Li[Li0.2Mn0.54Ni0.13Co0.13]O2–MoO3 composite cathodes with low irreversible capacity loss for lithium ion batteries

Abstract

To reduce the large first-cycle irreversible capacity loss of the Li-rich layered cathode material Li[Li0.2Mn0.54Ni0.13Co0.13]O2, MoO3 has been introduced by a simple high-energy ball milling process. The electrochemical properties of cathode material Li[Li0.2Mn0.54Ni0.13Co0.13]O2 and the influences of different MoO3 amount on its electrochemical properties are discussed in detail.

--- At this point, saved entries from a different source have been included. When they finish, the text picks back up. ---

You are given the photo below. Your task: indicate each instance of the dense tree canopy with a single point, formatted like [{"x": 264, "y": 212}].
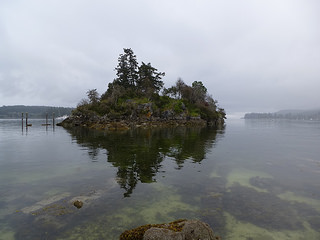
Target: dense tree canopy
[{"x": 136, "y": 84}]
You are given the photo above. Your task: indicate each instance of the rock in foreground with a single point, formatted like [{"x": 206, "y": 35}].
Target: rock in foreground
[{"x": 177, "y": 230}]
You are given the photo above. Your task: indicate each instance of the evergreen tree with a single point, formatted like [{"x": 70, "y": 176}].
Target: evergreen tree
[
  {"x": 127, "y": 69},
  {"x": 149, "y": 80}
]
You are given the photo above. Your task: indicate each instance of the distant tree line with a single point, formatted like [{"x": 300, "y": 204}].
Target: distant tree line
[
  {"x": 139, "y": 84},
  {"x": 294, "y": 115},
  {"x": 33, "y": 111}
]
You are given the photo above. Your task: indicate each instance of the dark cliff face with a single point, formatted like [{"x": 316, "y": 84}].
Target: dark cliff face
[{"x": 140, "y": 115}]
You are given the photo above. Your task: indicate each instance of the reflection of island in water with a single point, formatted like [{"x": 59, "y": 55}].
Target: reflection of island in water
[{"x": 138, "y": 153}]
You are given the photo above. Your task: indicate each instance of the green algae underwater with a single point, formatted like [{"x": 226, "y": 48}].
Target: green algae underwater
[{"x": 249, "y": 180}]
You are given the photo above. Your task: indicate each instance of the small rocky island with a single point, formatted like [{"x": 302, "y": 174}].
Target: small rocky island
[{"x": 133, "y": 100}]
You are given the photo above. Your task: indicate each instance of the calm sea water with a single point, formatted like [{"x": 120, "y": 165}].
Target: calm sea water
[{"x": 254, "y": 179}]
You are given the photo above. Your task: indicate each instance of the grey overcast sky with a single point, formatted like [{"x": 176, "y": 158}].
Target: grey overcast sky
[{"x": 252, "y": 55}]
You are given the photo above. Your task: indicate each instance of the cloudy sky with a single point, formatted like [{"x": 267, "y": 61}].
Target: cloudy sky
[{"x": 252, "y": 55}]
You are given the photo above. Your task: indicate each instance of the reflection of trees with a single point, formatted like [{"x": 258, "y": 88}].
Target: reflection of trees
[{"x": 138, "y": 154}]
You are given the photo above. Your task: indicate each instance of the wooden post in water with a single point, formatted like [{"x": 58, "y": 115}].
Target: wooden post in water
[{"x": 26, "y": 120}]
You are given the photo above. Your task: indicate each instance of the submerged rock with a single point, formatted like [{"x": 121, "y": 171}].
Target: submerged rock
[
  {"x": 177, "y": 230},
  {"x": 78, "y": 204}
]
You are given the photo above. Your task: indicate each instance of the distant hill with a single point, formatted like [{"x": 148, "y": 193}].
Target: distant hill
[
  {"x": 287, "y": 114},
  {"x": 33, "y": 111}
]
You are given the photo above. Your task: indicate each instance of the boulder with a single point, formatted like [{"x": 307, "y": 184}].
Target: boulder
[{"x": 178, "y": 230}]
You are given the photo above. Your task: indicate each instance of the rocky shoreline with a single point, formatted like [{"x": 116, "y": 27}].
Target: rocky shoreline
[{"x": 105, "y": 123}]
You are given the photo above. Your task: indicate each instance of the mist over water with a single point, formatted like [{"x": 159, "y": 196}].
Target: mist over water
[{"x": 251, "y": 180}]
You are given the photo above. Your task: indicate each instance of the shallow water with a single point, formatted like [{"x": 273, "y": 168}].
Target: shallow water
[{"x": 254, "y": 179}]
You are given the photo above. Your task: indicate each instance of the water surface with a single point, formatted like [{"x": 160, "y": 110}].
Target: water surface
[{"x": 254, "y": 179}]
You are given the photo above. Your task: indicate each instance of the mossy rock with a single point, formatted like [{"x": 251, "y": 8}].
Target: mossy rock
[
  {"x": 177, "y": 230},
  {"x": 137, "y": 233}
]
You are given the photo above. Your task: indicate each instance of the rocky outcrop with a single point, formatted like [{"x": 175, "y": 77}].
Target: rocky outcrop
[
  {"x": 106, "y": 123},
  {"x": 177, "y": 230}
]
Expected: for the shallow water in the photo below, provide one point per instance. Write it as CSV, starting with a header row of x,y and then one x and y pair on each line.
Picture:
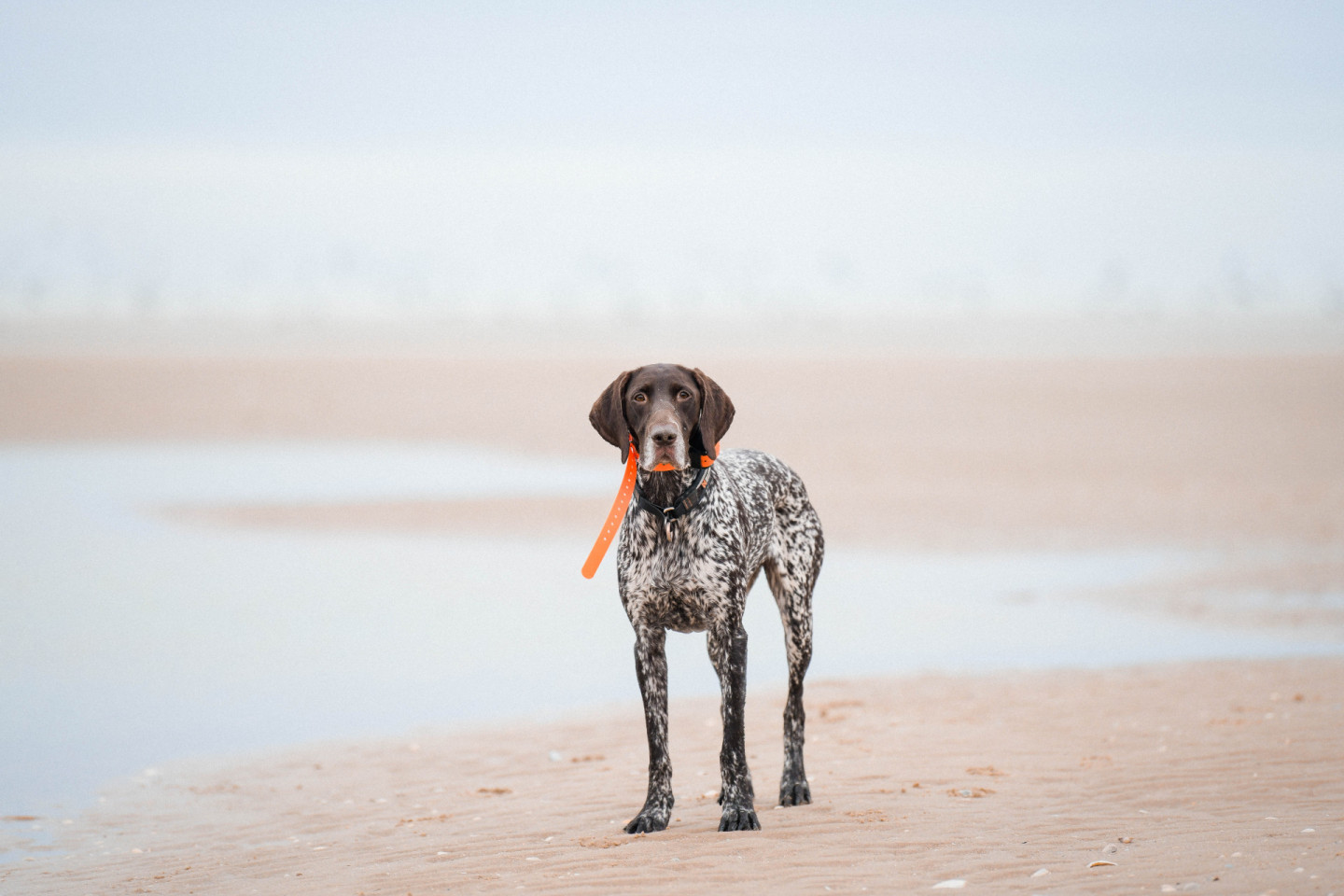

The first charge–discharge dQ/dV curves suggest that the MoO3 component provides additional sites for lithium ion insertion to compensate the lost Li sites caused by the simultaneous removal of Li+ and O2− during the activation of Li[Li0.2Mn0.54Ni0.13Co0.13]O2. With increasing MoO3 content from 0 wt.% to 20 wt.%, the first-cycle irreversible capacity loss of the composite decreases from 81.8 mAh g−1 to 1.2 mAh g−1. The composite with 5 wt.% MoO3 exhibits a good cycling stability with the discharge capacity of 242.5 mAh g−1 after 50 cycles, and the thickness of the MoO3 coating layer on the surface of Li[Li0.2Mn0.54Ni0.13Co0.13]O2 is about 3–4 nm. However, with the increase of the addition content of MoO3, the cycling stability of the Li[Li0.2Mn0.54Ni0.13Co0.13]O2–MoO3 composite is decreased.